Все засмеялись, глядя на покрасневшего Игнатова. Только Мазур оглянулся в сторону хаты и передернул плечами, как при ознобе…
К 23.00 угомонились. И как хорошо было вытянуться на матраце в протопленной уже антенной машине. И заснуть под мерный приглушенный шум «москвича» из силовой…
А ночью три БТР-60пб, подойдя к хутору с юга, уперлись в шлагбаум и размахивающего руками и что-то орущего часового рядом. И благополучно проследовали дальше … через огород. Раскрошив в двух местах изгородь и разворотив землю до красноватых разводов глины…
- Жаль, до капусты не доехали! Осталась бы старушка без витаминов.
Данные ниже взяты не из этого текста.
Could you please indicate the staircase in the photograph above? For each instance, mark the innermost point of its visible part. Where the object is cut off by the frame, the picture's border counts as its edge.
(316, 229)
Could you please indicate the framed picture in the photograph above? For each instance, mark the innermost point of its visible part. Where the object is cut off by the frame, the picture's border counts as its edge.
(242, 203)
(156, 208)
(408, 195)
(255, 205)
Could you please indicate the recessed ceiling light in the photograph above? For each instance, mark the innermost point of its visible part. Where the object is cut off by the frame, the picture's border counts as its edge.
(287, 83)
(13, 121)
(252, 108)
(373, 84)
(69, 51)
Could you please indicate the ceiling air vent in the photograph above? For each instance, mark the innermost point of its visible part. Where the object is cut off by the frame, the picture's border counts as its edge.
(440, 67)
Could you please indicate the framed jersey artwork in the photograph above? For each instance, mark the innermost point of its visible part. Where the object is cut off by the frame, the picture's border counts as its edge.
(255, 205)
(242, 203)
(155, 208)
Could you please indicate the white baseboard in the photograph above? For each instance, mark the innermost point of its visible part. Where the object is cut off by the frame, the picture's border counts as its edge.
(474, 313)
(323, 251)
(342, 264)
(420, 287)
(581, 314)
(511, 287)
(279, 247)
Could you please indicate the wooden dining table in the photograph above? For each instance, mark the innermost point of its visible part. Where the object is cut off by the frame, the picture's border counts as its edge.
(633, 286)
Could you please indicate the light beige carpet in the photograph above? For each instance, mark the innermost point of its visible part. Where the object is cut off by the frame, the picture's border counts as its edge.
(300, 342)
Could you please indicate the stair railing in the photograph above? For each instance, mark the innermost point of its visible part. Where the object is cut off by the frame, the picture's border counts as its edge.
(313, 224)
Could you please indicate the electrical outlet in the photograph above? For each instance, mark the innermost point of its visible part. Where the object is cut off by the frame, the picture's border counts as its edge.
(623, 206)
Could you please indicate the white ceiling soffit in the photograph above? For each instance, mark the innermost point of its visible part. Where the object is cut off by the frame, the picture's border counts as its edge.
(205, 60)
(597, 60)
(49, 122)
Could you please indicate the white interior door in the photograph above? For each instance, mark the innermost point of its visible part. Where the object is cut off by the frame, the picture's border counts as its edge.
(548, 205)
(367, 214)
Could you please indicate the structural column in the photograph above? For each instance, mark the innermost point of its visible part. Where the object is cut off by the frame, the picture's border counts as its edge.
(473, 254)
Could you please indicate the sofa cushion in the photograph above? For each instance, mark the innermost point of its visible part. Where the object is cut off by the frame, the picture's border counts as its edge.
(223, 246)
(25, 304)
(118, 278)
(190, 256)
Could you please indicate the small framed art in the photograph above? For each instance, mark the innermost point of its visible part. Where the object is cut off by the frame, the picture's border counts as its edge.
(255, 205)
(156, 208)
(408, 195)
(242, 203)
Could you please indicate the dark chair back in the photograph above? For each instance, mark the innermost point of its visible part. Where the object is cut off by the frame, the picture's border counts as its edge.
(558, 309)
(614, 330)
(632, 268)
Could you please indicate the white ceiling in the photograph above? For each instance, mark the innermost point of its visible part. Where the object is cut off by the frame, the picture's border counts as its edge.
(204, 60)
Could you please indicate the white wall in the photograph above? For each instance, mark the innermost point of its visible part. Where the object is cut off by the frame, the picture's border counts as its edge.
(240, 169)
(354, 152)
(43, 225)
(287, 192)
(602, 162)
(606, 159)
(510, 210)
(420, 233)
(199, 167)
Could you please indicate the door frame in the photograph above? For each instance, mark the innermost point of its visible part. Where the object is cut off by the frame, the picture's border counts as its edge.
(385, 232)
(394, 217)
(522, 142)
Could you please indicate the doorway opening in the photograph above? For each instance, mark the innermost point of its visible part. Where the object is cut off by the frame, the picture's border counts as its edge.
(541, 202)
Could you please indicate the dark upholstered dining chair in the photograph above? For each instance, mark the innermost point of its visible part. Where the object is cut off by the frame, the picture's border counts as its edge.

Лещинский сплюнул и с чувством глубокого удовлетворения пошел до ближайших кустов, отмеченных в схеме размещения, охраны и обороны станции, как место отправления естественных надобностей. Остальные продолжали изучать разрушения и бродящую среди них с тихим воем старушку. Пока Мазур не загнал всех спать, усилив охрану до двух часовых. Сопереживать старушке он не собирался, но о происшествии доложил. И остаток ночи не спал, терзая себя за то, что не уговорил старуху и пошел на поводу у сержанта.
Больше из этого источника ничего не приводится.